Are Bathing and Strolling Now Next to Godliness?
Two new studies suggest somewhat passive paths to well being
By Ed Goldman
Look, “Singin’ in the Rain” is one thing. But are you ready for “Strollin’ to the Tub”?
One story cited a Japanese study that indicated if you bathed “frequently” it could possibly reduce your likelihood of getting cardiovascular disease. (Don’t get alarmed. It defined “frequently” as daily, not hourly. “Hourly” is for washing your hands, for God’s sake.)
The other story, from the Journal of the American Medical Association (JAMA), suggested that “even a stroll around the living room may lower your risk of dying prematurely.” There was a third story on the same page that day about aspirin and migraines but I skipped it, figuring it’d give me a headache.
Neither story suggested that bathing and strolling were mutually exclusive pathways to becoming peppy or long-lived. For example, even if you bathe “frequently,” it doesn’t mean that while you’re running the water you can’t also go for that stroll through your living room. One caution, however: If you’re as forgetful as I am, this could prove risky for your continued homeowners insurance.
In his previous home, Osborn the Magnificent watches a favorite shoe. Photo by Ed Goldman.
Agent: Your entire home flooded, Mr. Goldman. Except your TV room.
Me: I know. As I walked by the door, I saw that my cat, Osborn the Magnificent, was watching a PBS documentary on tigers. So I joined him.
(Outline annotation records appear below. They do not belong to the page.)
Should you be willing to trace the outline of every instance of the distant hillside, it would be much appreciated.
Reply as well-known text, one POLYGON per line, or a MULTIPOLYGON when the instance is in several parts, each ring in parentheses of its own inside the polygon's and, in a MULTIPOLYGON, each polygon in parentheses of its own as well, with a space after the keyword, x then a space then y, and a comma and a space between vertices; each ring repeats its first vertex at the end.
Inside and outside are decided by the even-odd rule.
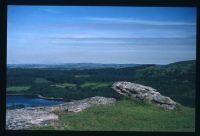
POLYGON ((101 69, 9 68, 7 75, 8 94, 40 94, 65 99, 97 95, 120 98, 111 89, 112 84, 129 81, 151 86, 183 105, 195 105, 195 61, 101 69))
POLYGON ((102 69, 126 68, 141 66, 141 64, 100 64, 100 63, 66 63, 66 64, 8 64, 8 68, 48 68, 48 69, 102 69))
POLYGON ((135 81, 152 86, 186 105, 195 104, 196 64, 194 60, 137 69, 135 81))

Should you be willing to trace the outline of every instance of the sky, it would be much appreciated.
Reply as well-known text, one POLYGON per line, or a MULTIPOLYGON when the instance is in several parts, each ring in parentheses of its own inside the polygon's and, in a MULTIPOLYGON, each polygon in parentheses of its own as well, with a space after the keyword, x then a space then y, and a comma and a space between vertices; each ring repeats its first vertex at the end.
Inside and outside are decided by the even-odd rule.
POLYGON ((8 64, 196 59, 196 8, 8 6, 8 64))

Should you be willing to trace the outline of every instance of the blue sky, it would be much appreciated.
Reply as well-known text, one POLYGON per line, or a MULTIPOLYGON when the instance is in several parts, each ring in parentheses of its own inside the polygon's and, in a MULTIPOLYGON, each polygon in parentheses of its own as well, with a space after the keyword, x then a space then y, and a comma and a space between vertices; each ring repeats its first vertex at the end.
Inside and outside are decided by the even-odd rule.
POLYGON ((196 59, 196 9, 8 6, 8 64, 196 59))

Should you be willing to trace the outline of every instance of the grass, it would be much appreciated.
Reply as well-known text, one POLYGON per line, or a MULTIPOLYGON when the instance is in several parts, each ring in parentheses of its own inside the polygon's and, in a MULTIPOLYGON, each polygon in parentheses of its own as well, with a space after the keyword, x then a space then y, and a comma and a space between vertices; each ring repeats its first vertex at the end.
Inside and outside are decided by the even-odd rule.
POLYGON ((60 114, 54 126, 34 127, 34 130, 82 131, 180 131, 193 132, 194 108, 169 111, 131 100, 101 105, 79 113, 60 114))
POLYGON ((18 93, 18 92, 27 91, 29 88, 30 86, 11 86, 11 87, 7 87, 6 91, 18 93))
POLYGON ((102 83, 102 82, 86 82, 84 84, 81 84, 81 88, 89 88, 89 89, 98 89, 98 88, 104 88, 110 86, 109 83, 102 83))

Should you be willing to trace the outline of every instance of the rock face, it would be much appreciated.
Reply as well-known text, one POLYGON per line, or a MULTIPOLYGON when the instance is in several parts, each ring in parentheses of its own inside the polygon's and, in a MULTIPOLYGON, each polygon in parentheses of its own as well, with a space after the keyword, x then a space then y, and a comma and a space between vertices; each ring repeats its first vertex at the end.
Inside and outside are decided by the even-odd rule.
POLYGON ((152 87, 131 82, 116 82, 112 85, 112 88, 124 96, 138 99, 146 103, 153 103, 169 110, 174 110, 177 107, 176 102, 169 97, 161 95, 152 87))
POLYGON ((30 128, 34 125, 51 124, 58 119, 54 110, 80 112, 83 109, 101 104, 114 103, 116 99, 106 97, 91 97, 83 100, 66 102, 64 104, 43 107, 26 107, 22 109, 6 110, 6 129, 18 130, 30 128))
Agent: Your “cat was watching…”—That’s a little weird, wouldn’t you say?.
Me: Why? It was a very absorbing show.
Agent: No, I mean—
Me: He prefers film noir but they don’t run many of those in the afternoon.
The Times story reported that according to the Japanese study, “compared with people who took baths less than twice a week, those who took baths three to four times a week had a 25 percent lower risk of coronary heart disease and a 13 percent lower risk of stroke. Daily bathers had a 35 percent lower risk of coronary artery disease and a 23 percent lower risk of stroke.”
While the temperature of the water apparently didn’t matter—whether “lukewarm, warm or hot”—I would suggest to you that if the water had been ice cold or scalding hot, the outcomes would have been affected.
Okay, I see a linear route here.
If taking 4,000 more steps a day than you usually do causes you to break into a sweat, what better refresher than a nice, lukewarm bath to cool you down and relax those (barely utilized) muscles?
I feel like expanding on this finding but Osborn just meowed from the TV room something that sounded suspiciously like “Double Indemnity” or “The Naked City.” Gotta run—well, stroll.